Some believe the bankruptcy judge will take the same view, and hence the need for a bigger club to keep the Preakness in Maryland. In addition to the Preakness itself, the state said its sovereign powers allowed it to seize all of Magna's real estate or personal property, plus any "intangible private property, including any contractual interests or intellectual property," such as copyrights, trademarks and logos.

A power once intended to allow the state to take land from a recalcitrant owner to build a highway or a school has been transformed into a gun to take over what the legislation calls "a sporting event of historical and cultural importance to the State of Maryland that … has significant, positive economic development impact" for the state and the horse racing industry, "preserving the state's stature and quality of life."

Thank you, Magna and Maryland Jockey Club, for hosting such a nice event that produces a lot of money and prestige, but you can't take it away. It's too important for us.

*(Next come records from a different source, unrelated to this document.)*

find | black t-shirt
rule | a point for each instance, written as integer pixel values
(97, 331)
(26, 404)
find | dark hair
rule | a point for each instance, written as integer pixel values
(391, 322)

Many people who opposed these broad confiscation powers raised the specter of the Supreme Court's Kelo v. City of New London decision four years ago. Unfortunately, those issues were decided by Maryland's highest court took Kelo's approach sanctioning broad eminent domain authority decades ago.

The Maryland Constitution says the "General Assembly shall enact no law authorizing private property to be taken for public use without just compensation." But "public use" has been broadly interpreted by Maryland judges to include the vaguer "public benefit" or "public purpose." And a 1975 Court of Appeals case specifically found that a county could take a property solely for "enhancing economic growth."

That may be Maryland case law, now sanctioned by the U.S. Supreme Court. But how does that extend to an event that state has regulated and supervised but never owned or operated? And then extend the "taking" beyond the event to all the intangible and intellectual property associated with it? And what might be "just compensation" for a piece of private property with its market value undermined by the state's threat to confiscate it?

There are enough legal issues to have lawyers all over this case like flies. But the state's intervention into the market for these scarce goods under the an "emergency measure … necessary for the immediate preservation of the public health and safety" doesn't give much reassurance to other holders of valuable private property to which the public has grown fondly attached. What if the Baltimore Orioles or Ravens attempted to leave the city, much as the Redskins flew off to nearby Maryland?

Let's try to keep the Preakness and horse racing alive in Maryland, but lets do the same for private property rights.